Impossible Objects’ composite based additive manufacturing (CBAM) technology begins with the deposition of a binder ink onto a sheet of reinforcement material, before a thermoplastic powder coats the substrate, adhering only to the ink. This is repeated with each subsequent layer, resulting in a stack of sheets that must then be compressed and sintered in a furnace, with the binder causing the layers to fuse together. Excess material is then removed, leaving the final composite part.
From the company, it sounds as though the CBAM 25, the follow-up to the CBAM 2 machine, is not only quicker than other composite 3D printers but also faster than other high-throughput machines.
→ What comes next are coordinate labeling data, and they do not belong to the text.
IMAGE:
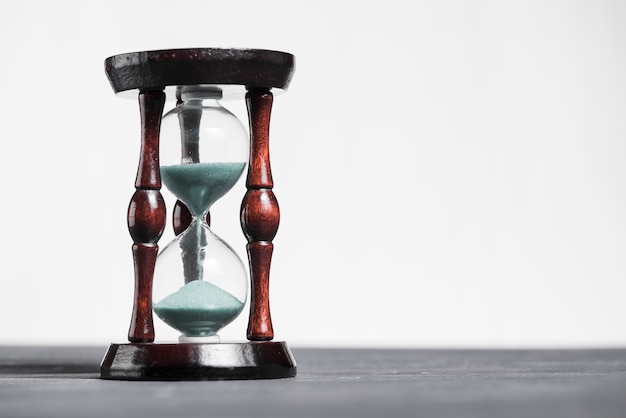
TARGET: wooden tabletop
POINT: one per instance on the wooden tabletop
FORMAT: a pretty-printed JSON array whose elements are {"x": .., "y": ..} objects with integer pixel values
[{"x": 64, "y": 382}]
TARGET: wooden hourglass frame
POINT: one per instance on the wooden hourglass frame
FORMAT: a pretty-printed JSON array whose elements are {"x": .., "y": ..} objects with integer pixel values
[{"x": 151, "y": 73}]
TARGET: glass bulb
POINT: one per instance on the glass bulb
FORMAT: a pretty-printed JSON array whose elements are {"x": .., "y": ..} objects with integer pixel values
[{"x": 200, "y": 284}]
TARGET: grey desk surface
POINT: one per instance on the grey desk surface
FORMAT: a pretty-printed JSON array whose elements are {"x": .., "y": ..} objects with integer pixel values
[{"x": 64, "y": 382}]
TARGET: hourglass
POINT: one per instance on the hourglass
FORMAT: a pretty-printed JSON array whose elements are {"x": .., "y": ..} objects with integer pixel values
[{"x": 197, "y": 284}]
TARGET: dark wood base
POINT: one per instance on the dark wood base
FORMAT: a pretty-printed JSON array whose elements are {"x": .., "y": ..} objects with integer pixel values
[{"x": 198, "y": 361}]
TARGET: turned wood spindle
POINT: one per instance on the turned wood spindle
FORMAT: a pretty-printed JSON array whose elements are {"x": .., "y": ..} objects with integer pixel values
[
  {"x": 146, "y": 215},
  {"x": 260, "y": 213}
]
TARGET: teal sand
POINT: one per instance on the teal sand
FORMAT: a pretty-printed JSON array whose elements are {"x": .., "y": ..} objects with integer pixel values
[
  {"x": 202, "y": 184},
  {"x": 198, "y": 309}
]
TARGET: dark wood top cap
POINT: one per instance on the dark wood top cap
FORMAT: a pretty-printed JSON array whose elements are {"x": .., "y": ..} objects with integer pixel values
[{"x": 198, "y": 66}]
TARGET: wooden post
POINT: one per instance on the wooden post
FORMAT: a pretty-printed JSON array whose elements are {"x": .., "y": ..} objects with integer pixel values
[
  {"x": 146, "y": 215},
  {"x": 260, "y": 214}
]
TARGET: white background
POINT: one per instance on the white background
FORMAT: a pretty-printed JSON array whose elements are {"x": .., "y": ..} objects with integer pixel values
[{"x": 450, "y": 173}]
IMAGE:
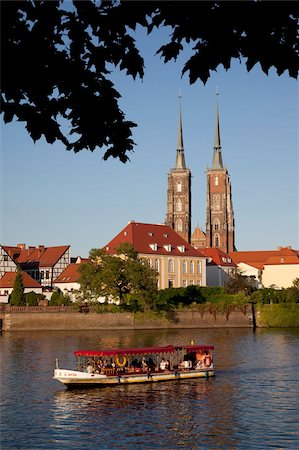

Just read how Robert Swartz, Founder and Chairman of the Board at Impossible Objects, phrased it:
“The world is made out of things and with the CBAM 25 we are changing the way they are made. The CBAM 25 is the world’s fastest printer, and we are entering a new era of 3D printing with nearly unlimited material options at the speed of true mass production. This is a Moore’s law moment for 3D printing, and this is just the first step.”
Specifically, the company has compared the speed of its process with selective laser sintering, high-speed sintering, and fused filament fabrication when it comes to the production of a 114 x 28 x 10 mm bell crank. If accurate, Impossible Objects may have, as the firm puts it, “[broken] the 3D printing speed barrier.”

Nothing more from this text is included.